‘Chimpanzee’: A Baby Chimp Finds a Father Figure

“You need brains to make a living in this forest.” A series of incredibly close shots in Chimpanzee shows chimpanzees at work. They pick nuts off trees, they pound them with logs, and pick at the meat inside with their fingers. Surely, they’re exhibiting “brains,” and even, as Allen adds, making use of the “jungle toolbox” at their disposal. Still, the metaphor is strained. Yes, Tool Time‘s Tim Taylor is making a joke, but it’s creaky and old and has pretty much nothing to do with the rest of the movie.

Chimpanzee follows the storyline of a baby chimp called Oscar. When first espied in the movie, he’s just three months old, adorable and vulnerable, the lion king-ish Disney hero who will face adversity and emerge triumphant. He’s clinging to his mother, called Isha here. She dotes on him as chimp mothers do, ensuring that he has plenty of nourishment (breast milk and, as he grows older, berries she chews up and spits out as a baby-ready mush). Oscar, in turn, looks cuter and cuter, playing with his chimp friends, dangling from trees, gazing up at Isha.

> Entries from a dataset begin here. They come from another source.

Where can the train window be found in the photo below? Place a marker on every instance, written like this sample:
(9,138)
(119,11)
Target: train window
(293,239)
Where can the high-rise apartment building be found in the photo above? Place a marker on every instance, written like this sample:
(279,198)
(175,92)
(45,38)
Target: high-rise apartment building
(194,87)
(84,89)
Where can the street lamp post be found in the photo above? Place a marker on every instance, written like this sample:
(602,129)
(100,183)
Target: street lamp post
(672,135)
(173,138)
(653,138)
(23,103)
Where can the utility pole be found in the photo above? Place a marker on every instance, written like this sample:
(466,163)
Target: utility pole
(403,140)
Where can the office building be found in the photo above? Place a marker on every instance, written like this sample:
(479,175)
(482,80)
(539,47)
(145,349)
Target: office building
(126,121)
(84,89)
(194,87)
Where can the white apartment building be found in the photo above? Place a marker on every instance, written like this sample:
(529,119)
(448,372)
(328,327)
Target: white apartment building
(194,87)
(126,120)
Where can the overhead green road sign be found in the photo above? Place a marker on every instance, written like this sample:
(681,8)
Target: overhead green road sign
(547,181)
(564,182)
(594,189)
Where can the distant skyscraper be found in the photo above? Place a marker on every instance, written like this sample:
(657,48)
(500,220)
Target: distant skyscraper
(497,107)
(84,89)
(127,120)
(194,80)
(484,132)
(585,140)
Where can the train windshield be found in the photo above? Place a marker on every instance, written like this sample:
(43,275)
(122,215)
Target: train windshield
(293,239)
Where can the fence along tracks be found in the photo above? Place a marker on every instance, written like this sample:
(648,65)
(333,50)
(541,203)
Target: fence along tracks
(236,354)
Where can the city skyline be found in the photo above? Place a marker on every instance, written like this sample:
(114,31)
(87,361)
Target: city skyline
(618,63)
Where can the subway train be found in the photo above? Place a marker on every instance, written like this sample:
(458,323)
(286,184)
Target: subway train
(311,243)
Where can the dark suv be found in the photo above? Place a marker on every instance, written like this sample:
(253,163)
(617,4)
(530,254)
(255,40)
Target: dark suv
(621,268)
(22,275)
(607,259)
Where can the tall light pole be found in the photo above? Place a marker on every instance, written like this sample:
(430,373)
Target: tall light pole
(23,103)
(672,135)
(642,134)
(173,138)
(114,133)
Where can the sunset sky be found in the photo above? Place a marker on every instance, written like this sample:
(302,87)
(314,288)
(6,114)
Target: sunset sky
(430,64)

Little Oscar’s life is by definition eventful, as each day holds risk, from predators and weather and scarcity of food. The difficulty is exacerbated when his mom is killed halfway through the picture (a plot point underlined in the trailers), a turn that leads to his being adopted by a male chimpanzee the filmmakers name Freddy (and whom Allen’s narration terms “large and in charge”). The filmmakers explain why this matters on in brief (and repetitive) interviews at the very end of the film, visible under the closing credits and offering a welcome look at their equipment and gear. The relationship between Freddy and Oscar is remarkable and unusual in a chimpanzee troupe, not to mention fascinating to watch. But the movie can’t seem to help itself, unable to let this story unfold on its own. Instead, it imposes all manner of dramatic structure and language and big music.

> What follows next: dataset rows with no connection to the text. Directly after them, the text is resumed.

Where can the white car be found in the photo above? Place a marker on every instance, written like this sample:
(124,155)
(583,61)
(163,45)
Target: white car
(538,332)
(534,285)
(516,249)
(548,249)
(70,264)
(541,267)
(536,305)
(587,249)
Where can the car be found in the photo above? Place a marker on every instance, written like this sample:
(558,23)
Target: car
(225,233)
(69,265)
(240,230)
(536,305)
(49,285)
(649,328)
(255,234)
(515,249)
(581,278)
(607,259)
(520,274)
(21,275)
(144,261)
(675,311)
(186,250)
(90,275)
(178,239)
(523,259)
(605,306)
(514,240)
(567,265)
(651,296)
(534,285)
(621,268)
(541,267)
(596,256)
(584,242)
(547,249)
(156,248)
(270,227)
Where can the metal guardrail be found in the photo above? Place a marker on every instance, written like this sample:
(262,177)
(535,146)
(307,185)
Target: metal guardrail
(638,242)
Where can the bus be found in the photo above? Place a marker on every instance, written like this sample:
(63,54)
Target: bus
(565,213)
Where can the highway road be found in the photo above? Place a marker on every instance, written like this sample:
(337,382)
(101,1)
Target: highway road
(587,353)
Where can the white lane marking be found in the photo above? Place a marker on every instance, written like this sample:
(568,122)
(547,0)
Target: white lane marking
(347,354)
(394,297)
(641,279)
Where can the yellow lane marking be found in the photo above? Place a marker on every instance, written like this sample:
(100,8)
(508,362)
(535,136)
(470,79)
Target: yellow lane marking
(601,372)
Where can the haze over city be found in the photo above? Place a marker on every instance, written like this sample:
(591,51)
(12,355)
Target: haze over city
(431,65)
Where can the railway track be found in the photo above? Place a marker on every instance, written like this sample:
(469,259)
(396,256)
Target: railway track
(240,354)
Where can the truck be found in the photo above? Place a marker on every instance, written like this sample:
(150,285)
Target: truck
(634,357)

In this, Chimpanzee is too much like other overwrought Disneynature concoctions (say, African Cats), which push moral points, engineer melodrama, and lay on an overbearing music soundtrack (in particular, the twice-used Caro Emerald’s “That Man,” which bounces along with the chimps’ play, but is so lyrically unrelated as to be jarring). All this imposition detracts from the movie’s frequently brilliant cinematography, in high definition and sometimes starting slow motion, rendering details so that you might feel like you’re observing chimpanzees closely and for some time, like you’re watching a group in motion and development.

It’s possible that you might enhance some of this good material if you wait for the DVD release and turn off the soundtrack: no music and no Tim Allen would go a long way toward making this a watchable movie. But even then again, you’d notice what else it does badly, which is editing of footage that might have occurred at any time, in order to provide images for a story that did happen but might not have been filmed. So, to make visible the threat posed to the good chimpanzees (Oscar and Freddy’s troupe) by the bad chimpanzees (led by someone called Scar, of all things), you see repeated shots of the bad chimps in shadow, their faces obscured and their limbs moving through foliage. These Bad Chimps scenes are made more frightening by the use of odious musical score, but even with that sound off, you might wonder if maybe these limbs belong to any chimps, perhaps even Freddy’s group members, but when they’re presented in this way, they represent evil intent rather than just looking for berries or water.

Likewise, to make the good chimps look good — or at least like sympathetic underdogs — the film deploys close shots of their faces looking up, whether at storm clouds gathering or predators in branches above is unclear. With the sound on, it doesn’t matter, for Tim Allen tells you exactly what to think about what you see. But even without the soundtrack, you’ll notice that these shots are repeated and inserted in order to create an emotional ride for viewers.

Such manipulation isn’t specific to Chimpanzee or Disneynature or even to nature documentaries (the history of “fakery” in the genre is pretty well known). But this movie does it badly, which obscures what it does well.